Cisco: Hikvision Hired Us
The day after Hikvision's backdoor was confirmed by the US Department of Homeland Security, Hikvision issued a press release about a 'cybersecurity collaboration' [link no longer available] with Cisco inside China, with Hikvision USA touting that Hikvision was 'adding cybersecurity credentials.'
The release was atypical for Cisco, which normally includes their own contact person and quote. The Hikvision release had neither, just statements from Hikvision.
In this note, we share a statement from Cisco about Hikvision and examine the potential impact of this move.
Cisco's security public relations team responded to IPVM, making clear that Hikvision was a customer of theirs:
Cisco’s secure product development, lifecycle management and supply chain security practices are all industry-leading examples of our commitment to security. As such, Cisco often works with many global customers to help assess and identify opportunities to reinforce the security of their own business. Our top priority is the satisfaction and support of our customers, and we are supporting Hikvision to provide the support their business requires. That said, we do not publicly disclose confidential customer account information, and have to direct you to Hikvision for further information.
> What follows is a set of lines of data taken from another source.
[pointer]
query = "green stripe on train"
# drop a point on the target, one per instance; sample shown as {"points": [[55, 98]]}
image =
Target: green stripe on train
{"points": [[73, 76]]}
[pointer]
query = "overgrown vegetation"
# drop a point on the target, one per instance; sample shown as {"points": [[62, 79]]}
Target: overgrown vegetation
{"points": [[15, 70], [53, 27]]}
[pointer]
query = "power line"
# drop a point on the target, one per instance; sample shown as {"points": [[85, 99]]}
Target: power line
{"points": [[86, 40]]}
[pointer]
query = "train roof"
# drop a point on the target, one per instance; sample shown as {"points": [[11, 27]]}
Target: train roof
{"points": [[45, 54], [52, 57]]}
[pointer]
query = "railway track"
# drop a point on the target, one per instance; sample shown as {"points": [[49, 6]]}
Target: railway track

Given Cisco's overall brand and status as one of America's largest technology companies, Hikvision hiring Cisco is a strong public relations move and money well spent. While Cisco has been unsuccessful inside video surveillance, Cisco is clearly one of the most well-known technology companies worldwide so associating themselves with Cisco helps to counter the damage to Hikvision's reputation from the backdoor.
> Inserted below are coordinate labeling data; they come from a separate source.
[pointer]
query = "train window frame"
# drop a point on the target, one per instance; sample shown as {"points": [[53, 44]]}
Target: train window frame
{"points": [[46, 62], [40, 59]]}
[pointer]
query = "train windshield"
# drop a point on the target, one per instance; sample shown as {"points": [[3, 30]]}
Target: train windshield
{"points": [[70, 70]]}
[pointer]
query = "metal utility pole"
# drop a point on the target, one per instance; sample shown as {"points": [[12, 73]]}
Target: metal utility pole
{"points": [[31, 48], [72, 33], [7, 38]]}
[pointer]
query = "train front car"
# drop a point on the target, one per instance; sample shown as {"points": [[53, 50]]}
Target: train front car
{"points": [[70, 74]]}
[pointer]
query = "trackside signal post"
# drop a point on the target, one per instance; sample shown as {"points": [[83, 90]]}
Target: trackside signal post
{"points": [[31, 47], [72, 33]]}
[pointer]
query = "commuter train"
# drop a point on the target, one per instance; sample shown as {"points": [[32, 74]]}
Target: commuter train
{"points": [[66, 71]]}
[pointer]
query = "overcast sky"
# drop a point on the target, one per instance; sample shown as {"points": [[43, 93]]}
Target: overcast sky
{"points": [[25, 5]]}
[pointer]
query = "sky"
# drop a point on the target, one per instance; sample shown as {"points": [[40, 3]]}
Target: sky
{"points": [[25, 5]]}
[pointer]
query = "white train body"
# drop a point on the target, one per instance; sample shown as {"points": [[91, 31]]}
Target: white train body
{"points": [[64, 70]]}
Beyond the public relations benefit, depending on what information or help Cisco provides, this could improve Hikvision's software development process, assuming the backdoor was an engineering error, rather than intentionally placed. However, Hikvision's press release [link no longer available] is so vague (meeting, phases, collaboration, etc.) that is impossible to assess how much real engineering improvements are being made.
Second Attempt / Also Rapid7
This is not the first time Hikvision has hired outside help for cybersecurity. In 2014, cybersecurity specialist Rapid7 discovered multiple vulnerabilities in Hikvision products. Following Hikvision's first major cybersecurity crisis in 2015, Hikvision hired Rapid7 [link no longer available] to "to perform a penetration test and vulnerability assessment of [their] products."
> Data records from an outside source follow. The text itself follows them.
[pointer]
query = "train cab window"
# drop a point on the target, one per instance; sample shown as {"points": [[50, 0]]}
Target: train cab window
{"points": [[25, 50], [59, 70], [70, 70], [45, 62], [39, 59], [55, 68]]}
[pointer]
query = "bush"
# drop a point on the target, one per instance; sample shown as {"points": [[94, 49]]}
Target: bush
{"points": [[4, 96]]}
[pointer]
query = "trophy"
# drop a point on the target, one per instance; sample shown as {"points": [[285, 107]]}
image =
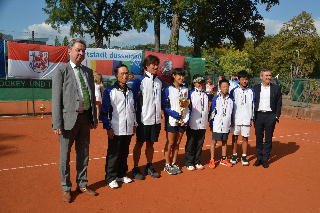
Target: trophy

Rapid7's benefits to Hikvision appeared limit. In addition to not being widely known outside of the cybersecurity segment, evidently Rapid7 did not discover the backdoor that was not fixed for more than 18 months after Hikvision said Rapid7 was assessing their products (whether Rapid7 missed it or Hikvision restrained their efforts is unknown).
Hikvision / Cisco Impact
Hikvision hiring Cisco is a smart move, though framing it as a 'collaboration' and/or an endorsement from Cisco is debatable, since Hikvision hired Cisco. The plus side remains that Hikvision can tout the Cisco brand as a rejoinder to their poor cybersecurity track record and may benefit on the development side if they incorporate guidance from Cisco.